The people in the cars nearby opened their windows. “What’s wrong?”
The man with glasses held me as I doubled over and threw up. I was sobbing and too shaken to resist when he wrapped his coat over my worn yoga t-shirt and jeans and led me shivering across the bridge to Cathedral Park.
“I don’t know what’s wrong, but can I help you?” he said awkwardly.
I looked around, dazed. The scar-faced man was gone. “There was a man with a knife chasing a girl. She was only about 15, dressed in old-fashioned clothes. You must have seen her. And the guy – he’s probably nearby.”
“I saw nothing but stalled traffic and you leaning over the bridge.”
“I saw them. I know I did.”
“Well, you look like you saw a ghost. I’m Jeffrey. You?”
“What? Oh, Kristen.”
“Have you ever heard the story of Christina Taylor? She was a teenager who was kidnapped, molested, and stabbed here on August 6, 1949. People say she haunts the bridge.”
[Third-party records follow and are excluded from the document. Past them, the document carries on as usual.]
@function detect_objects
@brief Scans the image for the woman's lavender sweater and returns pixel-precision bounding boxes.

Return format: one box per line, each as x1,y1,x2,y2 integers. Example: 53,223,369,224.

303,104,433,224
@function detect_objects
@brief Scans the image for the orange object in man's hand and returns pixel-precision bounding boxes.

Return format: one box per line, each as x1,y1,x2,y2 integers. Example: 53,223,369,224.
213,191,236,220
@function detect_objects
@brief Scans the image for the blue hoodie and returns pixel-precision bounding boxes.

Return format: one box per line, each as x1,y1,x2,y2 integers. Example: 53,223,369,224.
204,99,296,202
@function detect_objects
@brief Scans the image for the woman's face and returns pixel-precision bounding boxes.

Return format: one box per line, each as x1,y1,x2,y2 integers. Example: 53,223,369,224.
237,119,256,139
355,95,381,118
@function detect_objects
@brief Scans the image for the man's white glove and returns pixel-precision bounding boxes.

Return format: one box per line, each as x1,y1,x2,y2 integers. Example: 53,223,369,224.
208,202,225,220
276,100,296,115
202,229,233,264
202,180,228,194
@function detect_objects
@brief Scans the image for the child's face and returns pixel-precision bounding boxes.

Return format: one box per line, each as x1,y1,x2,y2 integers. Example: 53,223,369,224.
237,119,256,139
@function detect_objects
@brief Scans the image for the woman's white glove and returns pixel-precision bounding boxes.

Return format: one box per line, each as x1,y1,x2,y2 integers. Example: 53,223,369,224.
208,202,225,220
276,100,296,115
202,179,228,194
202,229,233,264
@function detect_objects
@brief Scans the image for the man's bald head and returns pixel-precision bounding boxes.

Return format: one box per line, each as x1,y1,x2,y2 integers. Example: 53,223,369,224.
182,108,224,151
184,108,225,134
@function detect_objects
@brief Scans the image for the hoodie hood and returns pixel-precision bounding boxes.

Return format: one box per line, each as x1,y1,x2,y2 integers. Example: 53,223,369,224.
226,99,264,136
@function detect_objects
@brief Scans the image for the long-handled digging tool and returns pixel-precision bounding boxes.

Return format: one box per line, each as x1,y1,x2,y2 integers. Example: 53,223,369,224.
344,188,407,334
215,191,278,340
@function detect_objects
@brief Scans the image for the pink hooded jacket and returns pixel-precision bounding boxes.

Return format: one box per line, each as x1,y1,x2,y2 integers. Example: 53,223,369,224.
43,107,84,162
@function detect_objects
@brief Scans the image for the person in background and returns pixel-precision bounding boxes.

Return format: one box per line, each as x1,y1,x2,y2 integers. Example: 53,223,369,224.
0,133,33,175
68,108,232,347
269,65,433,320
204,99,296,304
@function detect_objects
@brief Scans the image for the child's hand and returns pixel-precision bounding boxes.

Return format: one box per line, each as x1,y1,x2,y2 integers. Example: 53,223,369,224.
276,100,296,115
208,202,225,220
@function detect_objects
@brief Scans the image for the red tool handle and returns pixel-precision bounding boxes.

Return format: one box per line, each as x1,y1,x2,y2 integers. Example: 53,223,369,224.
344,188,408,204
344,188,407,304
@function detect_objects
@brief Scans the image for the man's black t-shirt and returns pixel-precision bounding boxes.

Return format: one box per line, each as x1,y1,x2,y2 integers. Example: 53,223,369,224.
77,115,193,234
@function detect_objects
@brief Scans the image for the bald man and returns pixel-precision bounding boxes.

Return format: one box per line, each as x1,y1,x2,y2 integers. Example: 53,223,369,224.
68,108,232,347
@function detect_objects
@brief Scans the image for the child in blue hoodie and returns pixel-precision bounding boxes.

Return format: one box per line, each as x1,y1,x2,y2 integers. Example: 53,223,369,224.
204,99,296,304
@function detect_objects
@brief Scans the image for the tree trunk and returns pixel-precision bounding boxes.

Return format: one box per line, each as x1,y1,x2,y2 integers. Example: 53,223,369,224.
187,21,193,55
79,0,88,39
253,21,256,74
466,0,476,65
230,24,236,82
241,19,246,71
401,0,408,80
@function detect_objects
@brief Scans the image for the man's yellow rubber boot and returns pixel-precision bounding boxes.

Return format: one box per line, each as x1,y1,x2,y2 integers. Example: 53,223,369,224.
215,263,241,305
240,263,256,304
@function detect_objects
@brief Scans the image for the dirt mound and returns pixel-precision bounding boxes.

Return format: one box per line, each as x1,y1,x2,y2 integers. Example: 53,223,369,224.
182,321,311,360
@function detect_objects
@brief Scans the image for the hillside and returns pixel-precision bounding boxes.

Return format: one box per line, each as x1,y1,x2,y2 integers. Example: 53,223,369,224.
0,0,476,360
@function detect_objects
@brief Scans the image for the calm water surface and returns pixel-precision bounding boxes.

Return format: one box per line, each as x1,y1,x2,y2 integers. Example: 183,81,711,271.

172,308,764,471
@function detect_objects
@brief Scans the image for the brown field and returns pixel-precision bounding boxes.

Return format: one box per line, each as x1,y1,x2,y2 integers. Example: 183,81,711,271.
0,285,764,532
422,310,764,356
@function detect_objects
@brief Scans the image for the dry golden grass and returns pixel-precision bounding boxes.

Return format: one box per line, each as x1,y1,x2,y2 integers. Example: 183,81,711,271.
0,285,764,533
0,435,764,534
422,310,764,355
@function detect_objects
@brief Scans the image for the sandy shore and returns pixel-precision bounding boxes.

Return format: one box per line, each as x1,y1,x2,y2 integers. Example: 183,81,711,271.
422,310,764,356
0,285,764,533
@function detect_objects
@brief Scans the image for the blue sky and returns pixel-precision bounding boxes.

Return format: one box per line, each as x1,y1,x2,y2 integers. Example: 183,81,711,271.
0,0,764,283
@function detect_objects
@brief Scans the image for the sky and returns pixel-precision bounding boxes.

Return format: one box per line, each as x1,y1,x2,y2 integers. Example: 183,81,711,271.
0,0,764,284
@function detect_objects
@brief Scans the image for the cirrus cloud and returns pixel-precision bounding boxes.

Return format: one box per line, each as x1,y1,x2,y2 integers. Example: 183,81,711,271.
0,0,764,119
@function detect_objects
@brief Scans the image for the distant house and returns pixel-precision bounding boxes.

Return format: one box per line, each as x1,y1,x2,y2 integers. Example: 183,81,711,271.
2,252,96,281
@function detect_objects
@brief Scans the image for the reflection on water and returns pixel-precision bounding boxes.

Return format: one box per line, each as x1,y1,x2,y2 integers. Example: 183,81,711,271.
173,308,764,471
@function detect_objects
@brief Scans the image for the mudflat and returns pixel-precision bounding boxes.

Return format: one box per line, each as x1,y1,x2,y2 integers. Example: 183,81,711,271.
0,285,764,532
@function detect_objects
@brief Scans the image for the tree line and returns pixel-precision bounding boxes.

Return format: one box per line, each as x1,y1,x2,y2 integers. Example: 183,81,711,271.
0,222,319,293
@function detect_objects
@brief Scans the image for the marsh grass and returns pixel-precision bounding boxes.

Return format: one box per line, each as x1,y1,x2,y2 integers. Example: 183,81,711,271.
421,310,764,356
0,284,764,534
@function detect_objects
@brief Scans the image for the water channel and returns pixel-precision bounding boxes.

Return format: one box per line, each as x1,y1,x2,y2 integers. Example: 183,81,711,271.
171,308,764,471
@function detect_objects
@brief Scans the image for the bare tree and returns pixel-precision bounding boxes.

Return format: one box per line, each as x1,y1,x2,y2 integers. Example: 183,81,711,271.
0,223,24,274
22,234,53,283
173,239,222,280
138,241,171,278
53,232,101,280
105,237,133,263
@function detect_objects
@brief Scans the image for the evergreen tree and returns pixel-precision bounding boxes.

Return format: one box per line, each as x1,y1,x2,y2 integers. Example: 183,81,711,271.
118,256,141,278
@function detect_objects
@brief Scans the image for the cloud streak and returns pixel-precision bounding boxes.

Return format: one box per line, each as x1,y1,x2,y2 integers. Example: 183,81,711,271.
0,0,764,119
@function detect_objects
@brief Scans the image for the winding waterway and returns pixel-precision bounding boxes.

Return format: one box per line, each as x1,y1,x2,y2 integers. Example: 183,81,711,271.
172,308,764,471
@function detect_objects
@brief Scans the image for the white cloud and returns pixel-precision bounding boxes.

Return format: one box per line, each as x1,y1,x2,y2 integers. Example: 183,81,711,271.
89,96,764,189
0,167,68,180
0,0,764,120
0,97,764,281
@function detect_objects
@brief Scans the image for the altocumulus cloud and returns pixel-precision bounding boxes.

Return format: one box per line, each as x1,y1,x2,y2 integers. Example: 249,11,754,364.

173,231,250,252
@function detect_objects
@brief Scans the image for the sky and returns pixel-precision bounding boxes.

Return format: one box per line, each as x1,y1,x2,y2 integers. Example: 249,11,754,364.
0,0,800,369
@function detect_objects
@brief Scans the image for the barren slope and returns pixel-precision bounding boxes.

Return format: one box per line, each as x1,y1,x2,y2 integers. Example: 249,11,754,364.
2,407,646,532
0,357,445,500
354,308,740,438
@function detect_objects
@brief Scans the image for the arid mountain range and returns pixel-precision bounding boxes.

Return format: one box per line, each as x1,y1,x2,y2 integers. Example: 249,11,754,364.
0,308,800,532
“That’s my birthday, different year, of course … Oh my God! I was her! I remember it all.” My eyes brimmed with angry tears as memories of the attack made my skin crawl – horrible breath and his disgusting body forcing himself onto me. “It was another life.”
Jeff looked at me strangely. “Well … How about I get some coffee, and then move our cars. Are you okay by yourself?”
I nodded, sinking onto a park bench. What had just happened? I pulled my sketch pad from my bag to calm myself. I opened on a sketch of Dan as crepuscular rays broke through the clouds like beams from heaven. I felt him silently calling for me. Something had shifted on that bridge. The monkey wrench in my heart had loosened and I was no longer afraid. Then a beautiful Monarch butterfly landed on my sketch. I reached out gently with a Portland pale arm and the butterfly stepped onto my finger.
“What are you doing here?” I asked the fragile creature aloud. “You’ve come such a long way.” Amazingly the butterfly stayed alight on my finger.
“Feeling better?” asked Jeff, returning with a café mocha.
“Yes, much. Thank you so much. I’d like to explain what just happened, but I gotta run.”
“No, Montana,” I said, watching the monarch fly away.